SQL Backup Compression is disabled by default but you can reduce storage costs by enabling it, albeit with other less obvious costs.
Click OK to save any custom policy or select the default policy:

  • Daily full backups at 21:00 UTC with retention for 30 days
  • Log backups every hour with retention for 30 days

Click Enable Backup to deploy the policy to the virtual machine(s). A job is submitted to Azure Resource Manager with a task for each database that will be protected.

Backup Items

Protection is deployed very quickly to the virtual machines. You can manage the protection in the recovery services vault in Backup Items under Protected Items. Each protected database is listed under SQL in Azure VM. Here you can perform manual backups, recovery databases, stop backups, and delete the instance’s backup data.

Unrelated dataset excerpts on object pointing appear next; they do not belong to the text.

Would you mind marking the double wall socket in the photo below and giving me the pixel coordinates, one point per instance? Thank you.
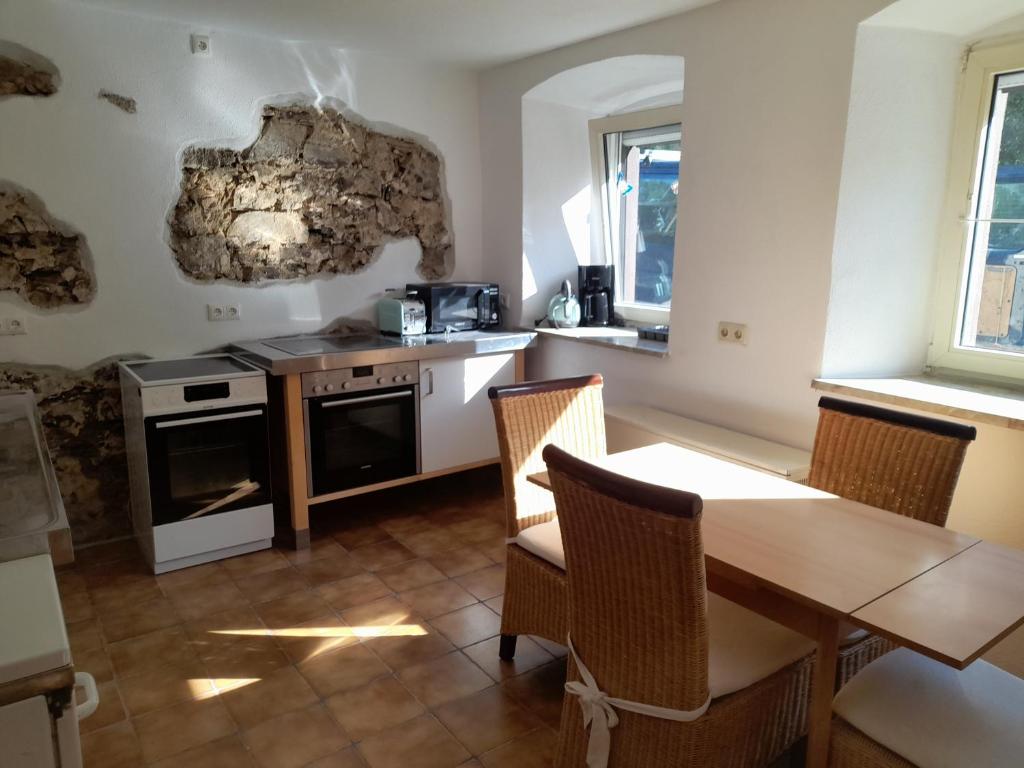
(733, 333)
(216, 312)
(12, 327)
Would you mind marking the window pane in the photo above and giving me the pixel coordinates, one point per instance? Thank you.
(993, 316)
(643, 184)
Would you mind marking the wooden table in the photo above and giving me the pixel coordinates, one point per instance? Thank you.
(818, 563)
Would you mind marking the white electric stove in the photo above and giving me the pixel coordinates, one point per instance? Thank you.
(197, 436)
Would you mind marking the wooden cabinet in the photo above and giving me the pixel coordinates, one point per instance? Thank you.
(457, 426)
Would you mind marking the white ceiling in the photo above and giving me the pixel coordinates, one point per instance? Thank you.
(472, 33)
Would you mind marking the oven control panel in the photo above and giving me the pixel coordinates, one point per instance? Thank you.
(359, 378)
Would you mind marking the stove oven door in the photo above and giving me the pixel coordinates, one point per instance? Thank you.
(207, 463)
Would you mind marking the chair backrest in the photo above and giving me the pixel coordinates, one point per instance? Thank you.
(634, 559)
(568, 413)
(895, 461)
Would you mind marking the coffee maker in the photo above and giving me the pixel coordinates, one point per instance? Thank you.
(597, 292)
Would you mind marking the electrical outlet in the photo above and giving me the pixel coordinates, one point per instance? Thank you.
(216, 312)
(12, 327)
(732, 333)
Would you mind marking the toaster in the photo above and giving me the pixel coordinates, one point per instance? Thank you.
(401, 316)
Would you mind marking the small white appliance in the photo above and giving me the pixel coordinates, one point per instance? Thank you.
(38, 713)
(196, 430)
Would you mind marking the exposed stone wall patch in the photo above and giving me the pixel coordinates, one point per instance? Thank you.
(41, 259)
(315, 194)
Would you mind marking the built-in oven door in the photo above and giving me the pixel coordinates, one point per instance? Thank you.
(361, 438)
(207, 463)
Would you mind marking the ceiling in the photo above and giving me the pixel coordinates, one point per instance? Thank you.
(470, 33)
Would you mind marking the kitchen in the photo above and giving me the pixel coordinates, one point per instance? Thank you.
(268, 274)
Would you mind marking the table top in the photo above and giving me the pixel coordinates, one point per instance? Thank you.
(829, 553)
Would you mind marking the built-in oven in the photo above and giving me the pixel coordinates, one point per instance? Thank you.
(207, 463)
(361, 426)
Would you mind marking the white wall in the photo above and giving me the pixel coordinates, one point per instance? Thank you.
(767, 91)
(115, 176)
(891, 197)
(556, 201)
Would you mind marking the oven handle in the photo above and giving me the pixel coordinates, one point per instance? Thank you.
(204, 419)
(368, 398)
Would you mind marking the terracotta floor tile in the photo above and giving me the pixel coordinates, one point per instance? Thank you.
(110, 711)
(329, 569)
(410, 574)
(265, 587)
(196, 601)
(162, 648)
(469, 625)
(528, 655)
(254, 562)
(225, 753)
(310, 639)
(485, 720)
(292, 609)
(360, 536)
(484, 584)
(162, 686)
(140, 619)
(343, 669)
(281, 691)
(114, 747)
(435, 599)
(353, 591)
(84, 635)
(377, 556)
(172, 730)
(535, 750)
(296, 738)
(96, 663)
(541, 691)
(347, 758)
(77, 606)
(458, 561)
(443, 679)
(418, 743)
(371, 709)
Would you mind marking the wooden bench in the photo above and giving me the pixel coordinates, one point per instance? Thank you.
(634, 426)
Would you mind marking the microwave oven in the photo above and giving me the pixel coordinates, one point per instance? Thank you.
(457, 306)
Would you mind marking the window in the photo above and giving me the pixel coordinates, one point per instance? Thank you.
(636, 169)
(983, 331)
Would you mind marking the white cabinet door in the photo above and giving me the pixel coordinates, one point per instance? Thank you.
(457, 425)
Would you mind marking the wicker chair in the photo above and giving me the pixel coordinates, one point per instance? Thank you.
(734, 686)
(906, 711)
(528, 416)
(891, 460)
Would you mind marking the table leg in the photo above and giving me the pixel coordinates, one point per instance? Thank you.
(822, 690)
(296, 437)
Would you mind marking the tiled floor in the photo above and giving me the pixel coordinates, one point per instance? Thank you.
(377, 647)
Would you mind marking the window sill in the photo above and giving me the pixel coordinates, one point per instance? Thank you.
(947, 394)
(613, 338)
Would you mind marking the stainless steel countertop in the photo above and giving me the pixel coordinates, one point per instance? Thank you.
(427, 346)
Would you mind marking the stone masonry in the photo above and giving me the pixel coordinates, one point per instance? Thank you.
(315, 194)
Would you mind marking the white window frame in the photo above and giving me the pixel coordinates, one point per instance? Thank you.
(636, 312)
(983, 64)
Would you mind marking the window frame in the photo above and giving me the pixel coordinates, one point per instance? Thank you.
(983, 64)
(662, 116)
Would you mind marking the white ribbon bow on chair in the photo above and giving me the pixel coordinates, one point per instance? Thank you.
(599, 713)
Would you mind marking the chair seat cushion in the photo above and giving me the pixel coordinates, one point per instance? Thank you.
(744, 647)
(935, 716)
(545, 541)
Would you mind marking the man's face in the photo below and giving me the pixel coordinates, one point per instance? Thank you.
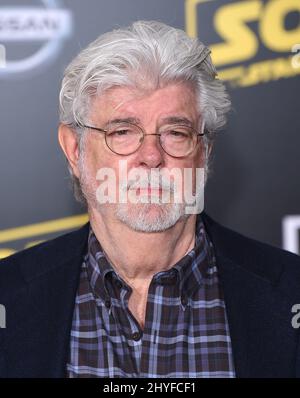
(150, 111)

The protected databases in Azure Backup [Image Credit: Aidan Finn]
The Protected Databases in Azure Backup [Image Credit: Aidan Finn]
 
When you do a recovery, you can:

  • Overwrite an existing database or create a new one.
  • Restore a full/differential recovery point or to a point in time (log backup).
  • Opt to restore with NORECOVERY.

Opinion

Adding protection of SQL Server databases will add an additional cost to protecting the virtual machine. The benefit will be a SQL Server-supported protection with granular restore, including point-in-time recovery with peace of mind that an essential maintenance task (log truncation) is being done.